In that very great film Raging Bull there is an appalling scene in which Robert De Niro playing Jake LaMotta succumbs to despair and bangs his head repeatedly off the wall of his prison cell. It’s based on a true incident as recounted by LaMotta and incidentally helped De Niro win his second best actor Oscar.

It made a powerful impression on me back in 1980 and I think about it occasionally. Sometimes I think I have been banging my head off the wall for years with my repeated warnings about the sheer dangers of modern rugby, due to the sheer size and strength of contemporary players.

I know my fears are shared by many people in the rugby community, but there has been a general silence, mostly because nobody wants to rock the boat in the professional era when money talks louder than even health and safety.

Imagine my surprise and a delight at the weekend when some of the most respected people in the sport of rugby union sounded nothing less than a clarion call to World Rugby and all the unions over their deep concerns about the safety of the modern professional game.

In case you missed it, five genuine rugby ‘greats’ – Sir Ian McGeechan, Willie John McBride, Gareth Edwards, Barry John and John Taylor – got together and penned a letter to Sir Bill Beaumont, chairman of World Rugby, saying the game had become “unnecessarily dangerous”. They were joined by consultant surgeon Professor John Fairclough.

The letter quoted former Wales captain Sam Warburton who said two years ago that someone "will die during a game in front of TV cameras" if nothing is done. Worryingly the famous five asserted that people in the game were afraid to speak out for fear of losing their livelihood.
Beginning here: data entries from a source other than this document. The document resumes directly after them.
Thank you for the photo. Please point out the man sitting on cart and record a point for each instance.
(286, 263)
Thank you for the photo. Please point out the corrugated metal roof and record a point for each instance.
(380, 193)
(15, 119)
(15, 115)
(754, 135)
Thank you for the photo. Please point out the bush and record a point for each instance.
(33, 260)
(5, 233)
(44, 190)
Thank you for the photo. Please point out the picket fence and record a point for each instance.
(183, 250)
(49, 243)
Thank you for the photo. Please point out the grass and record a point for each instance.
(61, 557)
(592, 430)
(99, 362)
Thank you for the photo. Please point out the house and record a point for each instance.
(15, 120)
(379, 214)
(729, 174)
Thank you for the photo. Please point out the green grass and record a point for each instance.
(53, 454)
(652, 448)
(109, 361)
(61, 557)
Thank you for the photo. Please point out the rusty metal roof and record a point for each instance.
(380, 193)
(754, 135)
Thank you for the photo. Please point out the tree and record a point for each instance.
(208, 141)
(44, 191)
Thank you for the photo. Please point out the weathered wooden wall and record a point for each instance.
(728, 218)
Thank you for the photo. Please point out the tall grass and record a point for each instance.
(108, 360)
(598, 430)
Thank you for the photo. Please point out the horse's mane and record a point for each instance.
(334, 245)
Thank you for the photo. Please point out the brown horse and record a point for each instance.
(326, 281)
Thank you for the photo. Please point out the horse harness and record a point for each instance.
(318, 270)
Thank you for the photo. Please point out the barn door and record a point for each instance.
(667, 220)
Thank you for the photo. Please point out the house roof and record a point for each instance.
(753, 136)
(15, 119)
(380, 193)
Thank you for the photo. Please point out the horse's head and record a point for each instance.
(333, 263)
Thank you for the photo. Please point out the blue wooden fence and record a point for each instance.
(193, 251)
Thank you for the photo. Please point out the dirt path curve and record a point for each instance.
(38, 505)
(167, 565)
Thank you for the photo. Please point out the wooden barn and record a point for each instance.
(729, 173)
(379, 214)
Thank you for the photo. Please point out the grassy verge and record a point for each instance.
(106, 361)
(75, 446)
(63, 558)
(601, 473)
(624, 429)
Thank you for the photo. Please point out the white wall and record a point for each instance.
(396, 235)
The key lines in their letter were these: “Rugby union was conceived as a 15-a-side game for 30 players. With the current eight substitutes per side, many of whom are tactical 'impact players' or 'finishers', this can and often does stretch to 46. 
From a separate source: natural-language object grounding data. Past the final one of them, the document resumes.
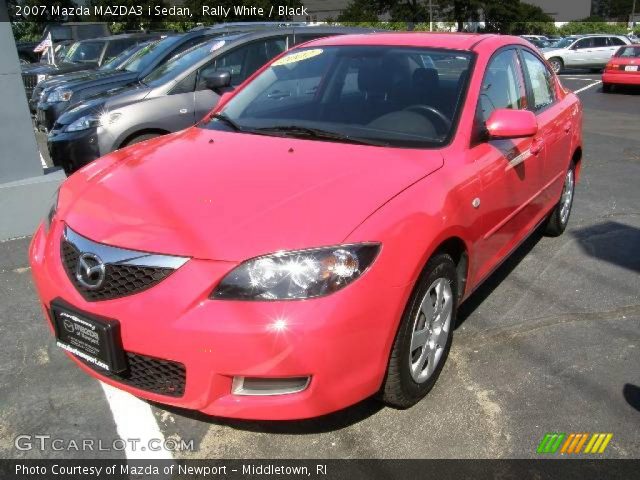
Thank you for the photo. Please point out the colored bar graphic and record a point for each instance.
(572, 443)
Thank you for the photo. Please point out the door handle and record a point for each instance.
(536, 146)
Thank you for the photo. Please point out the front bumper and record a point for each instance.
(48, 113)
(622, 78)
(73, 150)
(341, 341)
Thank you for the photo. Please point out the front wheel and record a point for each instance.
(556, 64)
(424, 337)
(559, 217)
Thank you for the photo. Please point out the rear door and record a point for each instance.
(601, 52)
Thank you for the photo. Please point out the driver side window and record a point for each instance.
(502, 87)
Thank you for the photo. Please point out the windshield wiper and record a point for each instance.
(226, 120)
(310, 132)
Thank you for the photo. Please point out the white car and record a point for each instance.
(591, 51)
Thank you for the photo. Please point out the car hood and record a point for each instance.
(106, 101)
(227, 196)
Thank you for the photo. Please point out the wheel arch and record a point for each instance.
(577, 161)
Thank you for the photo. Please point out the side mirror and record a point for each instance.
(215, 80)
(505, 123)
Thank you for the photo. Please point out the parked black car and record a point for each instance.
(45, 86)
(132, 71)
(62, 32)
(174, 96)
(82, 55)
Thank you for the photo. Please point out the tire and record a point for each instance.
(407, 380)
(140, 138)
(559, 217)
(557, 65)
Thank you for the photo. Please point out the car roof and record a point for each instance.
(452, 41)
(119, 37)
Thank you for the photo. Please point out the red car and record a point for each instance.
(307, 244)
(623, 68)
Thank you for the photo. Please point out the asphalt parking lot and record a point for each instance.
(549, 344)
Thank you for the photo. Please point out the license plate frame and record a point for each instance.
(94, 339)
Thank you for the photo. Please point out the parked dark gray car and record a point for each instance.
(174, 96)
(138, 67)
(112, 65)
(82, 55)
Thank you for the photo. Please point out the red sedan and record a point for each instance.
(623, 68)
(307, 245)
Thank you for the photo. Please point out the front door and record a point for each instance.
(509, 170)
“More than half a team can be changed, and some players are not expected to last 80 minutes so train accordingly, prioritising power over aerobic capacity. This shapes the entire game, leading to more collisions and in the latter stages numerous fresh 'giants' crashing into tiring opponents.

"The simple change we advocate is to allow eight subs on the bench if you must, but limit the number that can be used to four and then only in the case of injury.

"This will make the game safer, a view supported by leading players and eminent members of the medical profession."

What a simple but brilliant idea. In a sense, we would be going back to the situation that pertained 25 years ago. Back then replacements were actually genuine substitutions with only injured players being replaced.

Tactical substitutions arrived on the scene just months after Rugby Union permitted professionalism in 1995, and it was no coincidence, because the more players allowed on the pitch, the more people got paid.

It used to be in football that bonuses were only paid to those who had actually taken part in the match, and many a manager would stick on a late substitute so that the player could get a bonus. Covering a lower league game, I once heard the club chairman berating a coach for sending on a substitute to replace a player who wasn’t injured. He was speaking out of his wallet, of course, but maybe that chairman had the rights of it.

The situation has utterly transformed since 1996, and I feel it will be very difficult for world rugby to turn back the clock as demanded by the five. I wish them all the very best, but cynic that I am I cannot see World Rugby making the necessary changes, at least not without a committee or panel being set up to talk about if for umpteen years. I would love to be proven wrong, but I hae ma doots.

I wrote not too long ago that rugby has become a 23-man game, and wholesale changes of personnel and tactics during a match have become the norm rather than the exception. Indeed some coaches such as South Africa’s Rassie Erasmus with his bomb squad off the bench have made a reputation on the way they use replacements.

That must change. This warning must be heeded, not least because those involved in rugby administration know that there are injury-related court cases lining up which could cause rugby very dear. Sadly they are necessary to force the unions and World Rugby to confront past complacency and face the fact that, as Sam Warburton said, we could see death on the pitch.
I hope and pray it will never be so, and changing the laws on replacements will help avoid such a tragedy.